STATS/CSE 780 Homework Assignment 3


Category: You will Instantly receive a download link for .zip solution file upon Payment


5/5 - (1 vote)


Find a dataset that is suitable for the cluster analysis using the methods covered in class. Some
sites for dataset search are 1) Google Dataset Search, or 2) Kaggle Datasets, or 3) UCI Machine
Learning Repository.

Do not use datasets that have been used in class or collected for your research (not publicly
available) or in the textbooks used in this course or R or Python package data.

The dataset must have at least five variables.
1. Briefly describe your chosen dataset and clearly explain where it was sourced.

2. Carry out a thorough cluster analysis of your chosen data set using:
a. agglomerative or divisive hierarchical clustering;
b. k-means clustering; and
c. k-means or hierarchical clustering after principal component analysis.

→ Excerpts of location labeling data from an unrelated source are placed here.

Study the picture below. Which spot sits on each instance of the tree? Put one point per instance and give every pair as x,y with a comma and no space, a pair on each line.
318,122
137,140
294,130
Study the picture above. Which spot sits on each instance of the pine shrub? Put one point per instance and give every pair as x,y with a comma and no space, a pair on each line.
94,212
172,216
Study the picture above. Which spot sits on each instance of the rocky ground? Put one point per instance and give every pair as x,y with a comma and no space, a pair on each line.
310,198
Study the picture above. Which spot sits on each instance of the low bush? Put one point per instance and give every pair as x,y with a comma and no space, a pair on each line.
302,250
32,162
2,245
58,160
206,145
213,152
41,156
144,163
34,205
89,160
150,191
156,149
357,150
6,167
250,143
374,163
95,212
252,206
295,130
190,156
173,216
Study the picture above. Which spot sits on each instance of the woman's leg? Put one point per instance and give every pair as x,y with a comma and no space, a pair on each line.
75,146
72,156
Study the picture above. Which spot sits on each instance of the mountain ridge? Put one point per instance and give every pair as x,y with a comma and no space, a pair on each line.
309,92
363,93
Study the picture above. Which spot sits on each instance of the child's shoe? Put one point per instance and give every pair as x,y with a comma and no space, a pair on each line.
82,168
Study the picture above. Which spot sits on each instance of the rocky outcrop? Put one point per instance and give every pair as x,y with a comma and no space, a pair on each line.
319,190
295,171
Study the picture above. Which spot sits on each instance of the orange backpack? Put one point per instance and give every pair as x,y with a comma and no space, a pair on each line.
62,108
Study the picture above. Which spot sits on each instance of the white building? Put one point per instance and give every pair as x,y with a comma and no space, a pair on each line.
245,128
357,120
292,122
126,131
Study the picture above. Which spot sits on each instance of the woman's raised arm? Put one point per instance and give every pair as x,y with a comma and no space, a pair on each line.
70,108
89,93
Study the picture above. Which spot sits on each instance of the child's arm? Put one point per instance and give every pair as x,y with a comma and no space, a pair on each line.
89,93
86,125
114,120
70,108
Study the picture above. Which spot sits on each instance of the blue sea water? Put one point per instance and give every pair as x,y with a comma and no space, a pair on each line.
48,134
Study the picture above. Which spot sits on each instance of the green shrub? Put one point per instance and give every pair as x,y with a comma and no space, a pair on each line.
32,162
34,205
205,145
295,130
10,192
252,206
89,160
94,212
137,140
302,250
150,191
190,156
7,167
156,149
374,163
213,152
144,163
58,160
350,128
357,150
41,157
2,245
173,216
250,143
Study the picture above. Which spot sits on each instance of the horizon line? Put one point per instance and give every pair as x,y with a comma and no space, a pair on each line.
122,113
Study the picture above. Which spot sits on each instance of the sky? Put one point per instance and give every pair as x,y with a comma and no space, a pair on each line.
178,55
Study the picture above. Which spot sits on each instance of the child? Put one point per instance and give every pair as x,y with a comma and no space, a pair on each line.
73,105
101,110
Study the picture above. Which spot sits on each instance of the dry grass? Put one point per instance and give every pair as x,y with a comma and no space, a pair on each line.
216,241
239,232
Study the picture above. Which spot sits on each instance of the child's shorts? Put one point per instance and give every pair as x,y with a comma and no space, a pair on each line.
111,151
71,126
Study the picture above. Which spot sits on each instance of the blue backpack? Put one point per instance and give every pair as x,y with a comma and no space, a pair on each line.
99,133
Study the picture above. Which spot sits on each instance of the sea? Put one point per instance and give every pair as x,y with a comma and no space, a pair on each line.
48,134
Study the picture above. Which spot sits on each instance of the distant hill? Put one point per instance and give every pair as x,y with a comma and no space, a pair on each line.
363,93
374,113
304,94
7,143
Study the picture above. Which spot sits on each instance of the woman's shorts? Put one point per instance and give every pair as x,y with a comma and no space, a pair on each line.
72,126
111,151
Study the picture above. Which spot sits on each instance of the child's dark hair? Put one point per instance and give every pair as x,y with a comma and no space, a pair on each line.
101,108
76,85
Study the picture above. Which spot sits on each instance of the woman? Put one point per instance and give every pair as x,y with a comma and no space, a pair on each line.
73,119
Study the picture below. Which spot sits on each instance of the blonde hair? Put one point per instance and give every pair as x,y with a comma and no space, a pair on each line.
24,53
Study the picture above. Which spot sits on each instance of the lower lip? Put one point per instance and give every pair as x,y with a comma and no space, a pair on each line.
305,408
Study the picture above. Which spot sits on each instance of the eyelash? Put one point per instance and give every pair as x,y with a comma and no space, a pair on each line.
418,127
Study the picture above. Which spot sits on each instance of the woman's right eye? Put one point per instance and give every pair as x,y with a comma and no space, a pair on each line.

3. Your report must include comparison of the clustering results obtained using these methods.
Provide a clear and concise description of the results. Clearly state what conclusions can be drawn
from your analysis in the context of your chosen dataset.

Grading scheme
Grading scheme for all the questions is given below.
1. Source of the dataset [1]
describe your dataset (data types, summaries, outliers, missing value
analysis, etc.) [3]
state the problem to be addressed or explain why the dataset is fit to
clustering [2]
Any data/statistical transformation or any preprocessing for cluster
analysis and principal component analysis [2]

2. a. apply hierarchical clustering, describe choosing the number of clusters,
evaluate the hierarchical clustering [3]
b. apply k-means clustering, describe choosing the number of clusters,
evaluate the k-means clustering [3]
c. apply PCA, choose the number of PCs (and say why), apply k-means
or hierarchical clustering on PCs, describe choosing the number of
clusters, evaluate the clustering results [5]

3. at least two comparisons of the clustering results obtained using these
methods [2]
References Reference list starts on a new page, references are appropriate and list
out in the report [2]
Supplementary material starts on a new page, code readability, all
codes are within the margins, the R codes and the outputs for the
questions are presented [3]
The maximum point for this assignment is 26. We will convert this to 100%.